Yes, I think you mean parameter sniffing, which is a technique the SQL Server optimizer uses to try to figure out parameter values/ranges so it can choose the best execution plan for your query. In some instances SQL Server does a poor job at parameter sniffing & doesn't pick the best execution plan for the query.
I believe this blog article http://blogs.msdn.com/queryoptteam/archive/2006/03/31/565991.aspx has a good explanation.
It seems that the DBA in your example chose option #4 to move the query to another sproc to a separate procedural context.
You could have also used the with recompile on the original sproc or used the optimize for option on the parameter.

A simple way to speed that up is to reassign the input parameters to local parameters in the very beginning of the sproc, e.g.
CREATE PROCEDURE uspParameterSniffingAvoidance
#SniffedFormalParameter int
AS
BEGIN
DECLARE #SniffAvoidingLocalParameter int
SET #SniffAvoidingLocalParameter = #SniffedFormalParameter
--Work w/ #SniffAvoidingLocalParameter in sproc body
-- ...

In my experience, the best solution for parameter sniffing is 'Dynamic SQL'. Two important things to note is that 1. you should use parameters in your dynamic sql query 2. you should use sp_executesql (and not sp_execute), which saves the execution plan for each parameter values

Parameter sniffing is a technique SQL Server uses to optimize the query execution plan for a stored procedure. When you first call the stored procedure, SQL Server looks at the given parameter values of your call and decides which indices to use based on the parameter values.
So when the first call contains not very typical parameters, SQL Server might select and store a sub-optimal execution plan in regard to the following calls of the stored procedure.
You can work around this by either
using WITH RECOMPILE
copying the parameter values to local variables inside the stored procedure and using the locals in your queries.
I even heard that it's better to not use stored procedures at all but to send your queries directly to the server.
I recently came across the same problem where I have no real solution yet.
For some queries the copy to local vars helps getting back to the right execution plan, for some queries performance degrades with local vars.
I still have to do more research on how SQL Server caches and reuses (sub-optimal) execution plans.

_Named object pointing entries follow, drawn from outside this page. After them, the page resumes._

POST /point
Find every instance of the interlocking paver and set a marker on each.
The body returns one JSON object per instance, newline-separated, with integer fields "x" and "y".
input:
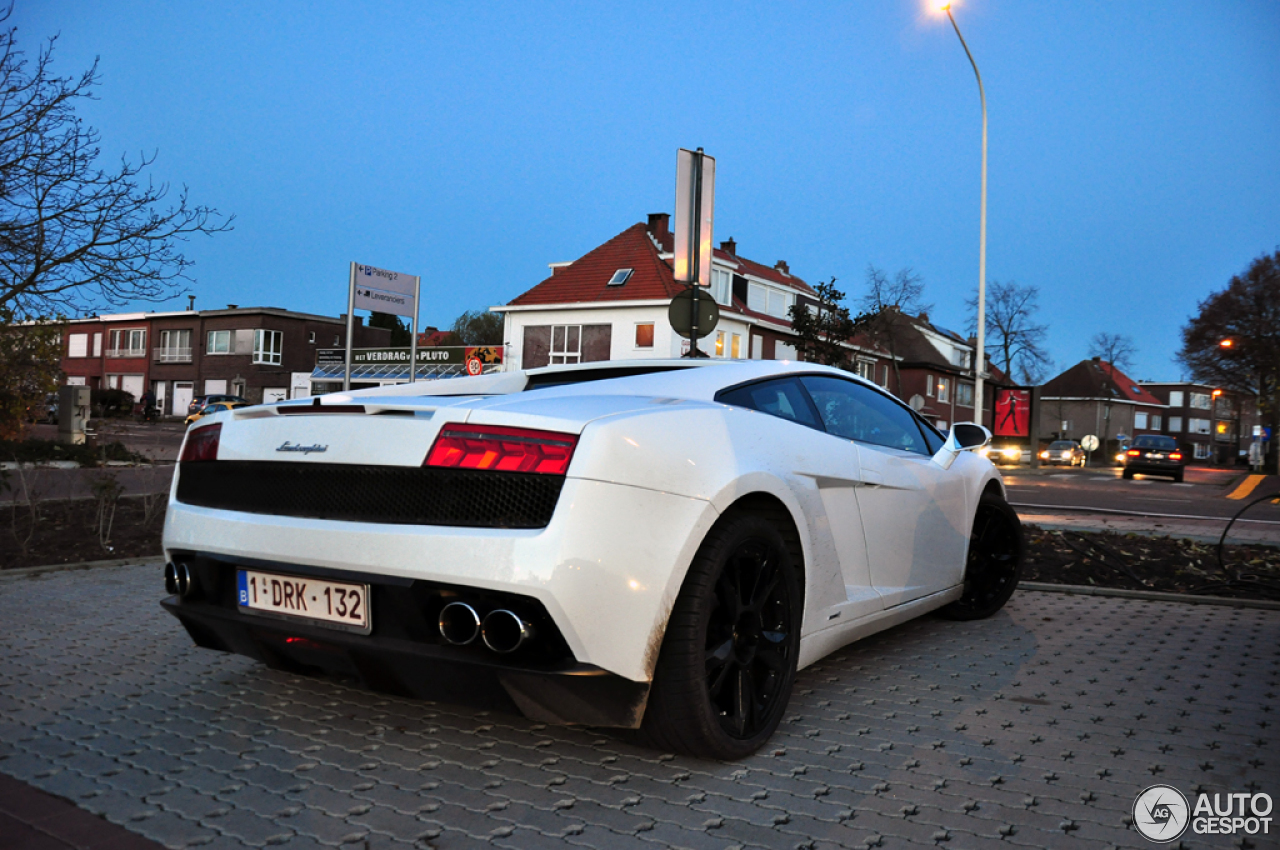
{"x": 1033, "y": 729}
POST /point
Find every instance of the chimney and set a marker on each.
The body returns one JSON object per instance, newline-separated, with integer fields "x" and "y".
{"x": 659, "y": 225}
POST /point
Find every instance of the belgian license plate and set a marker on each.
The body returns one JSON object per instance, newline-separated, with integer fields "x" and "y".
{"x": 337, "y": 604}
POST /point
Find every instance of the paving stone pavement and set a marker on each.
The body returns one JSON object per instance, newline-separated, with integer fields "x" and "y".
{"x": 1034, "y": 729}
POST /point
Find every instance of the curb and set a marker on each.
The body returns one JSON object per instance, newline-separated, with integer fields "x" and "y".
{"x": 80, "y": 565}
{"x": 1150, "y": 595}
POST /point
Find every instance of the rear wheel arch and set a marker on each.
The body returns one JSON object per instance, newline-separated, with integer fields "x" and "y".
{"x": 730, "y": 648}
{"x": 772, "y": 508}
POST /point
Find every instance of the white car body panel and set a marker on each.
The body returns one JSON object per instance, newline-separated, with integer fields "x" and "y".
{"x": 883, "y": 534}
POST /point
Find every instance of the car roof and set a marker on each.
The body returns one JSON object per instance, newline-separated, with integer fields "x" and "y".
{"x": 682, "y": 378}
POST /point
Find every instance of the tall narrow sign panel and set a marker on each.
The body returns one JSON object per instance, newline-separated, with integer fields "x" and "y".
{"x": 380, "y": 291}
{"x": 695, "y": 209}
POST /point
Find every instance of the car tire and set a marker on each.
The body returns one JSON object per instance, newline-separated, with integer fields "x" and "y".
{"x": 728, "y": 658}
{"x": 995, "y": 561}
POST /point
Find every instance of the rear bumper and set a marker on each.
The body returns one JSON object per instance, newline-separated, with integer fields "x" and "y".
{"x": 405, "y": 653}
{"x": 602, "y": 575}
{"x": 1155, "y": 467}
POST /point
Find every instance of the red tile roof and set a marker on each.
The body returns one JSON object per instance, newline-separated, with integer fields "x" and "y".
{"x": 1097, "y": 379}
{"x": 585, "y": 280}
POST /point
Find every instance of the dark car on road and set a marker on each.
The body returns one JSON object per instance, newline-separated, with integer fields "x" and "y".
{"x": 1153, "y": 455}
{"x": 200, "y": 401}
{"x": 1064, "y": 452}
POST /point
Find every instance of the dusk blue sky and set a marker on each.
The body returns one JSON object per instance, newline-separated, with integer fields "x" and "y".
{"x": 1134, "y": 147}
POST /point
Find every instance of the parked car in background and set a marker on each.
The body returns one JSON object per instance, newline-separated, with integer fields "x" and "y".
{"x": 200, "y": 401}
{"x": 644, "y": 544}
{"x": 1153, "y": 455}
{"x": 1060, "y": 452}
{"x": 214, "y": 407}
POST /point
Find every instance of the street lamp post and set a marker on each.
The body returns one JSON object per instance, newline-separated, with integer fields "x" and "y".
{"x": 979, "y": 368}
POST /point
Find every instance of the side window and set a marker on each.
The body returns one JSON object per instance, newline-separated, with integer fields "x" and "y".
{"x": 782, "y": 398}
{"x": 862, "y": 414}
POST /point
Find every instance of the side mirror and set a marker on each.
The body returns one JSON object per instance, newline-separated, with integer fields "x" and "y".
{"x": 964, "y": 437}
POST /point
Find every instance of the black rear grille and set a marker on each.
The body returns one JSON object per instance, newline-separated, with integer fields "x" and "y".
{"x": 391, "y": 494}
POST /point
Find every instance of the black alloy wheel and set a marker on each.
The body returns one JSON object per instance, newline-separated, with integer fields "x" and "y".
{"x": 995, "y": 561}
{"x": 728, "y": 658}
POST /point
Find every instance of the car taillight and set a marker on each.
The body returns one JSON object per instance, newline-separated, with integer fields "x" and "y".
{"x": 503, "y": 449}
{"x": 201, "y": 444}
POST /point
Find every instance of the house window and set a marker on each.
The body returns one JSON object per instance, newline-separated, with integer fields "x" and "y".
{"x": 773, "y": 302}
{"x": 174, "y": 347}
{"x": 268, "y": 347}
{"x": 219, "y": 342}
{"x": 566, "y": 344}
{"x": 128, "y": 343}
{"x": 722, "y": 286}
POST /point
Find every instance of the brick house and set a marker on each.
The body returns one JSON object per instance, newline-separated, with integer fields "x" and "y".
{"x": 935, "y": 373}
{"x": 1215, "y": 425}
{"x": 1095, "y": 397}
{"x": 612, "y": 302}
{"x": 263, "y": 353}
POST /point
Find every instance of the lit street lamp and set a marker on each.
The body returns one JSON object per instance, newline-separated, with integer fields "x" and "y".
{"x": 979, "y": 369}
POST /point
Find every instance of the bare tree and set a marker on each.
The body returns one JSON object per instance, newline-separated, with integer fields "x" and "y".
{"x": 887, "y": 306}
{"x": 1116, "y": 350}
{"x": 73, "y": 233}
{"x": 1011, "y": 332}
{"x": 823, "y": 332}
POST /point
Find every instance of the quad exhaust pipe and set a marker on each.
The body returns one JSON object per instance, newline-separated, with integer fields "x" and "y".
{"x": 502, "y": 631}
{"x": 177, "y": 579}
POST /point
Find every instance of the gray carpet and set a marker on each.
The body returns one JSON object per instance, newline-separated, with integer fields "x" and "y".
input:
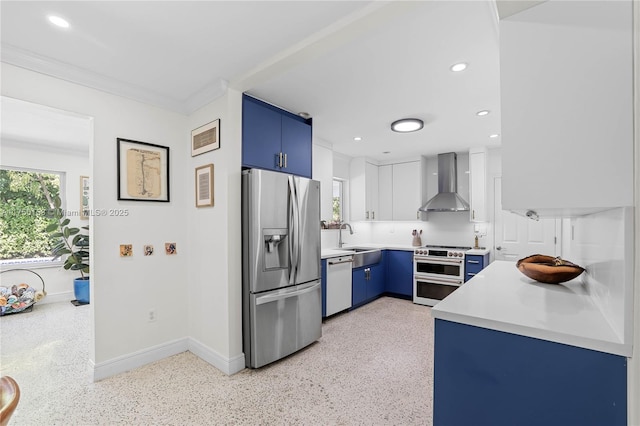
{"x": 373, "y": 365}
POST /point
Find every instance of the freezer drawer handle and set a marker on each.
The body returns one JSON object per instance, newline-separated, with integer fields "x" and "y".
{"x": 343, "y": 261}
{"x": 274, "y": 298}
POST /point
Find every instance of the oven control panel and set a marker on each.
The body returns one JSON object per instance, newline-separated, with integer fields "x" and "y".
{"x": 455, "y": 253}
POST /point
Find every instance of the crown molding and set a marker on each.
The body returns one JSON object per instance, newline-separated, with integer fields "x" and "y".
{"x": 26, "y": 59}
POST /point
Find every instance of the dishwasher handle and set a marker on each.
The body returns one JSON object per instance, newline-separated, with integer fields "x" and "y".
{"x": 342, "y": 261}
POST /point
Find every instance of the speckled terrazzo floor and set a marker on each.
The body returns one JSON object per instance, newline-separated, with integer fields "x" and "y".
{"x": 372, "y": 366}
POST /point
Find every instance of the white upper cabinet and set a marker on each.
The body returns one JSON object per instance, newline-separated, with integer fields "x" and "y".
{"x": 409, "y": 189}
{"x": 478, "y": 185}
{"x": 363, "y": 192}
{"x": 323, "y": 172}
{"x": 385, "y": 192}
{"x": 567, "y": 109}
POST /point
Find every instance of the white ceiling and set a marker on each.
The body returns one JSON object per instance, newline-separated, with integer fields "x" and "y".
{"x": 354, "y": 66}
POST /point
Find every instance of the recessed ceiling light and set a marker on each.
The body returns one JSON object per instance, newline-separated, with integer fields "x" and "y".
{"x": 406, "y": 125}
{"x": 58, "y": 21}
{"x": 458, "y": 67}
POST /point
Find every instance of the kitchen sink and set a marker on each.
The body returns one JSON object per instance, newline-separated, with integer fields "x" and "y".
{"x": 365, "y": 256}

I had similar problem. My stored procedure's execution plan took 30-40 seconds. I tried using the SP Statements in query window and it took few ms to execute the same.
Then I worked out declaring local variables within stored procedure and transferring the values of parameters to local variables. This made the SP execution very fast and now the same SP executes within few milliseconds instead of 30-40 seconds.

Very simple and sort, Query optimizer use old query plan for frequently running queries. but actually the size of data is also increasing so at that time new optimized plan is require and still query optimizer using old plan of query. This is called Parameter Sniffing.
I have also created detailed post on this. Please visit this url:
http://www.dbrnd.com/2015/05/sql-server-parameter-sniffing/

Changing your store procedure to execute as a batch should increase the speed.
Batch file select i.e.:
exec ('select * from order where order id ='''+ #ordersID')
Instead of the normal stored procedure select:
select * from order where order id = #ordersID
Just pass in the parameter as nvarchar and you should get quicker results.